Udara di tempat ini begitu nyaman, mengalir dengan lembutnya, menggelitik tengkuk kami. Di depan terdapat gunung dan di bawahnya ada desa yang tidak begitu besar dan diapit oleh pohon-pohon lebat yang menjulang. Di dekat desa itu ada sungai, terlihat sekali beberapa petani bolak-balik dari pertaniannya ke sungai tersebut. Di sekitar pertanian itu, ada beberapa anak kecil sedang berlarian ke sana-ke sini, mengejar temannya—mungkin sedang bermain kucing dan tikus. Di tempat khusus, terdapat pemuda-pemudi sedang menari dan bernyanyi bersama. Mereka tampak bahagia dan menikmati acara itu. Bunyi yang dihasilkan oleh alat musik yang mereka mainkan begitu indah.
Semua itu seakan menjadi teater di depan mata. Sungguh aku jadi terbawa suasana.
.
Seusai mengagumi keindahan alam itu, aku menoleh ke belakang dan kudapati Aang sudah terlelap di bawah pohon. Kedua tangannya dilipat ke belakang, menjadikannya sebuah bantal bagi kepala botaknya itu. Kaki kirinya dilipat dan menekuk ke atas, sedangkan kaki kanannya lurus ke arahku berdiri sekarang ini. Aku tersenyum lalu menghampirinya.

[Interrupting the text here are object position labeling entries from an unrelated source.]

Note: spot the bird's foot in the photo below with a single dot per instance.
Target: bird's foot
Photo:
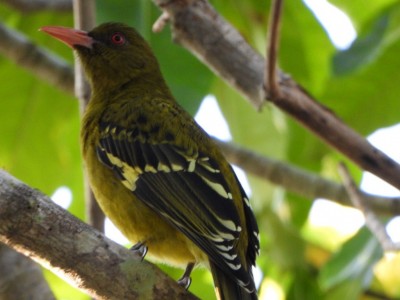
(139, 249)
(185, 280)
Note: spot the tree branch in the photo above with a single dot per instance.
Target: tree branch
(270, 74)
(216, 43)
(301, 182)
(371, 220)
(85, 19)
(32, 224)
(39, 5)
(291, 178)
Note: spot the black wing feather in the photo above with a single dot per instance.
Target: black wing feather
(188, 198)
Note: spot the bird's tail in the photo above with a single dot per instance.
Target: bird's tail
(228, 289)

Tubuhku setengah berjongkok dengan tangan bertumpu pada kaki. Kembali aku tersenyum melihat betapa polosnya Aang ketika tidur. Wajahnya begitu tenang, mulutnya terbuka saat ia menarik napas dan tertutup saat ia membuangnya—begitu terus-menerus, tanda bahwa ia sangat lelah dan menikmati tidurnya. Kadang kala ia tersenyum bahkan tertawa, membuatku penasaran dengan apa yang sedang terjadi di alam tidurnya.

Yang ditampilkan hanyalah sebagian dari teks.